C’est justement sur le plan de la consommation que la Suisse, en comparaison internationale, affiche des émissions de CO2 très élevées, qu’elle n’a guère su réduire ces dernières années. Ce phénomène s’accentue par rapport à d’autres pays occidentaux qui présentent des tendances nettes à la réduction. Même les États-Unis, pays de forte consommation par habitant‑e par excellence, affichent aujourd’hui des valeurs à peine plus élevées que la Suisse.
La Suisse poursuit des objectifs climatiques clairs: réduire ses émissions de moitié d’ici à 2030 et atteindre le zéro net d’ici à 2050. Différentes mesures sont prévues à cet effet: une taxe sur le CO2, des prescriptions en matière de CO2 pour les véhicules, un fonds de technologie ou encore la compensation des émissions de CO2 à l’étranger, très en vogue actuellement. Dans le cadre de la révision de la loi sur le CO2, la volonté du Conseil fédéral de compenser environ un tiers des émissions de CO2 à l’étranger a notamment été mise en exergue.
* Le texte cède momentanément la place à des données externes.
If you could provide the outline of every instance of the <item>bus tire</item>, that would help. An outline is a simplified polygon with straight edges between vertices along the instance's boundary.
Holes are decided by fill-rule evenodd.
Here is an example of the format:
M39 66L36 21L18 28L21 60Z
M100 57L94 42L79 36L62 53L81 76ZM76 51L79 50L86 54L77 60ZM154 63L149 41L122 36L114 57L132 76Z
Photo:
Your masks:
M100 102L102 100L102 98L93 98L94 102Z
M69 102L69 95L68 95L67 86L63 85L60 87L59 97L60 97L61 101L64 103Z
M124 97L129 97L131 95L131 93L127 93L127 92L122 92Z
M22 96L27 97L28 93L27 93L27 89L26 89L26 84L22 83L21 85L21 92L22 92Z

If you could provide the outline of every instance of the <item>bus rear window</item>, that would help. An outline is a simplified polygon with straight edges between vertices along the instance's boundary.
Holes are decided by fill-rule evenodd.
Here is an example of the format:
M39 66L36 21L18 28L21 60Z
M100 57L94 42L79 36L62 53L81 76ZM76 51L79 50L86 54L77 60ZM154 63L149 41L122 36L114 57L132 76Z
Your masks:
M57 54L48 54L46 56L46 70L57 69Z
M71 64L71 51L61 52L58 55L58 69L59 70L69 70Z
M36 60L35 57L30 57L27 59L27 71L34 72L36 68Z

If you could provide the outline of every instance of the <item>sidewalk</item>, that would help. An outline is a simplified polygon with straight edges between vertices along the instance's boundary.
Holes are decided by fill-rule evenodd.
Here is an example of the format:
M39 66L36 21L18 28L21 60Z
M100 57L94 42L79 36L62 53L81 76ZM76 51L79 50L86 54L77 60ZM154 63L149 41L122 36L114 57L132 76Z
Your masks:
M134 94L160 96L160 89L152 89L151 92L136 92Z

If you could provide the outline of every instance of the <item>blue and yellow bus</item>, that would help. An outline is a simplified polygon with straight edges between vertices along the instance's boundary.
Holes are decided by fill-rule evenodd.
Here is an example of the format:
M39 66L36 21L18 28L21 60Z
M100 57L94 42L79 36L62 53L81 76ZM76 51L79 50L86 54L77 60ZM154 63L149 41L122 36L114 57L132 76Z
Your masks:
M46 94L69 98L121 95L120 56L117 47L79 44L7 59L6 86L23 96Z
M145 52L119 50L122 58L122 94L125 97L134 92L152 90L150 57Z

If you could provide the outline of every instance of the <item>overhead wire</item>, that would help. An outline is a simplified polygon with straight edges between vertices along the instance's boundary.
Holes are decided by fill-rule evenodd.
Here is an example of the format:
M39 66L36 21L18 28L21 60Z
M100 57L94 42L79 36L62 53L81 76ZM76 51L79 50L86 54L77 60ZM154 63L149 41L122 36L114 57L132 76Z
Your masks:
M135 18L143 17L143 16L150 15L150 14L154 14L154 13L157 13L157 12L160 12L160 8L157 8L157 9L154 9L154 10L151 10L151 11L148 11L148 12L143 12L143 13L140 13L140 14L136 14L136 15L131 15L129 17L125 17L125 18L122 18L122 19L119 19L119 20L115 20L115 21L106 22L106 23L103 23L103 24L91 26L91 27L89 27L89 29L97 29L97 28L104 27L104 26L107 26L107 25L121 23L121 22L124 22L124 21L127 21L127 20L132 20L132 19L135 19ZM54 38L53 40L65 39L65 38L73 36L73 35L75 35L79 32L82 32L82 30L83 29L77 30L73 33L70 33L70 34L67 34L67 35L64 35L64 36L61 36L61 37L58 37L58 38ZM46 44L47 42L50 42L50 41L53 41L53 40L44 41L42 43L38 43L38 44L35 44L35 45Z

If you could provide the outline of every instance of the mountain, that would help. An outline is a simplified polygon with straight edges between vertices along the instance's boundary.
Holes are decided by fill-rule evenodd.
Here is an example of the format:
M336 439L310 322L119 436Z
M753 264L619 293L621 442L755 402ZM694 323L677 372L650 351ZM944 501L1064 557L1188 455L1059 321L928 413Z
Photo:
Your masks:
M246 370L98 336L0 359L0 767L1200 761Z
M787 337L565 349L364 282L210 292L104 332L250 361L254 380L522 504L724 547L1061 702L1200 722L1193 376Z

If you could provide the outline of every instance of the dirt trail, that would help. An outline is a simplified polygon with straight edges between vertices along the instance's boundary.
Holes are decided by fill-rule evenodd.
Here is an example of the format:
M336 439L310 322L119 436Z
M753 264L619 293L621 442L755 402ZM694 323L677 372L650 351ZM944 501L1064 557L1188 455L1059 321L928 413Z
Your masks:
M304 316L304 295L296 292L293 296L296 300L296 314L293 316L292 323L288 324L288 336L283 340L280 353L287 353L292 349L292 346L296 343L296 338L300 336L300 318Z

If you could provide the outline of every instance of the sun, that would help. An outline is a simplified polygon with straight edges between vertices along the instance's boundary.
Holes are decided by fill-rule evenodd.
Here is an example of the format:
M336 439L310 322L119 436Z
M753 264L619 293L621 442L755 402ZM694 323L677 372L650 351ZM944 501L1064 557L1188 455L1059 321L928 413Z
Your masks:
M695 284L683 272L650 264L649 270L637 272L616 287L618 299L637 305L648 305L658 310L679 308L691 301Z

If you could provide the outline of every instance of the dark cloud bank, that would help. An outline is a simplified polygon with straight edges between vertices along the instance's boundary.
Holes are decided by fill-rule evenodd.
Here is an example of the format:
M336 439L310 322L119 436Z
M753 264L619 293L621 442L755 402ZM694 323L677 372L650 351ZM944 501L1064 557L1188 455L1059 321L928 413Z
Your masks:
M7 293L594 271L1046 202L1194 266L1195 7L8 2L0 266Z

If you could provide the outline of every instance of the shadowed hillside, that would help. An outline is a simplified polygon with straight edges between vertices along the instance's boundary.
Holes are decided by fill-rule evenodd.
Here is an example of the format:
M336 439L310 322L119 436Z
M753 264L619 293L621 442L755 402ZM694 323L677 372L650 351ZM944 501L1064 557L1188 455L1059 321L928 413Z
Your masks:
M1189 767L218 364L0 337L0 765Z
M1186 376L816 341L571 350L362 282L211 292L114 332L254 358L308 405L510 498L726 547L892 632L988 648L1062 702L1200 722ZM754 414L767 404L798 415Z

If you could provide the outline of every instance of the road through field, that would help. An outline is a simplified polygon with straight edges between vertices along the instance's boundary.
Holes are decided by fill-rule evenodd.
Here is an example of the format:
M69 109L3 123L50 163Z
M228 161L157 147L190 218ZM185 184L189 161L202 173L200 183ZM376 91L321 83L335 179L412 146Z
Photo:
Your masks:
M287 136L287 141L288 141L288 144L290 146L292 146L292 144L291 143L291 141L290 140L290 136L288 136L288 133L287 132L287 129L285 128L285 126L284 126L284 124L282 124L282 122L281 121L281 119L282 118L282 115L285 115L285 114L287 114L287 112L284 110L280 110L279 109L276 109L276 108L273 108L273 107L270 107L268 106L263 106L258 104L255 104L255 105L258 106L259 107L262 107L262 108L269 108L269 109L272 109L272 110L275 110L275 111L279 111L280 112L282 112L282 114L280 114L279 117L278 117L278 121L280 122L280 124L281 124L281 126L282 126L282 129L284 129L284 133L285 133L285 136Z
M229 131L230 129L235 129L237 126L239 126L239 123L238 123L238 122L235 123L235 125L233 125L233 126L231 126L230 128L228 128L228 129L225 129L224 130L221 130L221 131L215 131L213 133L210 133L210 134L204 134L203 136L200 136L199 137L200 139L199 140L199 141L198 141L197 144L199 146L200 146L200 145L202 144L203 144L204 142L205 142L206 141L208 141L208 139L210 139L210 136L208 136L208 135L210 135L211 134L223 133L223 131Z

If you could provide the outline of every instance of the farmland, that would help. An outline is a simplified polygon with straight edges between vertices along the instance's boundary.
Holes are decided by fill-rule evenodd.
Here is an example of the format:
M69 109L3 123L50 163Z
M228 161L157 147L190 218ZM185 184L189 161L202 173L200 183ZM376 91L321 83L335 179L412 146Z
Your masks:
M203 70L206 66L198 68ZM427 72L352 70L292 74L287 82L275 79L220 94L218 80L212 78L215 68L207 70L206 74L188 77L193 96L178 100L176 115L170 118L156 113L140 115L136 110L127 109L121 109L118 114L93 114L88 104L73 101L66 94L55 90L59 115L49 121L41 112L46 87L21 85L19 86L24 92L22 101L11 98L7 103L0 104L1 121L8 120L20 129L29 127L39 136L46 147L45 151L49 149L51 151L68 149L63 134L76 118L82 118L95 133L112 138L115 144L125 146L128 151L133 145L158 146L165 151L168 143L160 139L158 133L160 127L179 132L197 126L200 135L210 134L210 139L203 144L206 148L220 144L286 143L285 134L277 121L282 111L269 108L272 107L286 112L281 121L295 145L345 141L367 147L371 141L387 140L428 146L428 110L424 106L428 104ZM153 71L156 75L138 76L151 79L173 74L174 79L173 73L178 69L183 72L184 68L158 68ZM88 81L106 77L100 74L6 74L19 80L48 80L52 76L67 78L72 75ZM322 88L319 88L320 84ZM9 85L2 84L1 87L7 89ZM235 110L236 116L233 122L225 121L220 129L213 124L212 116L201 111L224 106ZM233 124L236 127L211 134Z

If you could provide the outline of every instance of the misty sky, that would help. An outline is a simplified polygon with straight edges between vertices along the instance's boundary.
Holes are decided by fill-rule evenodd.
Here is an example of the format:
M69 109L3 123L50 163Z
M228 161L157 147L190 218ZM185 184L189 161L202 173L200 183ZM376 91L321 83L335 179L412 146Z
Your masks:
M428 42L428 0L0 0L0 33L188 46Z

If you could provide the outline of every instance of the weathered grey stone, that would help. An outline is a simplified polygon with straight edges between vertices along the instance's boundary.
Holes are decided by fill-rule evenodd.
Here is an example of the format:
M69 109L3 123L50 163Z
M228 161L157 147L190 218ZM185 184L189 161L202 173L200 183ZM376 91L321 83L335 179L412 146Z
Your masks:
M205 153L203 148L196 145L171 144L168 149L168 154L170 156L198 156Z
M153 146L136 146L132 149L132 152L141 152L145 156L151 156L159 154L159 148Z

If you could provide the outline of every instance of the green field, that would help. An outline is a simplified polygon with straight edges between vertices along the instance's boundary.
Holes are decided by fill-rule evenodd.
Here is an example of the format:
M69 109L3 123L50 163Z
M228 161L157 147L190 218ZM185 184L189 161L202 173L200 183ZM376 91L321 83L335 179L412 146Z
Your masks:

La Suisse pratique-t-elle plutôt l’écoblanchiment (greenwashing) avec sa politique climatique actuelle?
L’écoblanchiment est une mesure de communication par laquelle une organisation ou une personne privée se présente comme plus «verte» qu’elle ne l’est en réalité. Selon le secrétaire général de l’ONU António Guterres, ces promesses climatiques qui sonnent bien sont particulièrement «condamnables», car elles sapent systématiquement les efforts mondiaux en faveur du développement durable.
L’intention représente une condition clé de l’écoblanchiment. On parle d’écoblanchiment lorsque des compensations d’émissions de CO2 sont achetées sans que des efforts pour les réduire soient entrepris. L’écoblanchiment ne concerne donc pas l’activité principale des entreprises et son effet sur la réduction des émissions de CO2. La réduction des émissions de gaz à effet de serre reste une démarche d’externalisation (outsourcing) qui bénéficie d’une grande visibilité, étouffant ainsi tout embryon de réflexion sérieuse sur le développement d’un modèle économique «vert».
La Commission européenne a récemment émis des règlementations telles que le pacte vert pour l’Europe, qui comprend une série complète de mesures visant à promouvoir l’économie durable et rend les normes sociales et environnementales pertinentes pour les entreprises. Celles et ceux qui ne respectent pas ces prescriptions sont sanctionné‑e‑s et évincé‑e‑s du marché.
Ce qui vaut à l’échelle des entreprises vaut également à l’échelle de l’économie nationale. Jusqu’à présent, la Suisse n’a guère fait de progrès en matière de réduction des émissions de CO2 et se concentre plutôt sur l’externalisation de sa compensation des émissions de CO2. Si cette stratégie nuit à l’innovation, qui s’avère cruciale dans l’optique d’une réorientation plus verte de l’économie, elle menace également à long terme tant la durabilité que la prospérité de la Suisse.
En bref
Le Conseil fédéral et une grande majorité du Parlement rejettent l’initiative pour la responsabilité environnementale en raison du risque de trop forte ingérence dans la liberté économique et de potentiels inconvénients en matière de compétitivité et de prospérité.
L’initiative se montre peut-être radicale et, d’un point de vue scientifique, nous ne pouvons actuellement ni vérifier ni réfuter les mesures proposées ni les délais fixés. Mais le fait est aussi que les mesures prises jusqu’à présent ne suffiront clairement pas pour atteindre nos objectifs environnementaux.
Si nous voulons remplir ne serait-ce qu’une partie de ces objectifs, nous n’avons d’autre choix que d’accepter la nécessité de transformer durablement notre économie. Toutes les autres options ne relèvent que de l’écoblanchiment et mettront en danger non seulement l’environnement, mais aussi la compétitivité et la prospérité de la Suisse.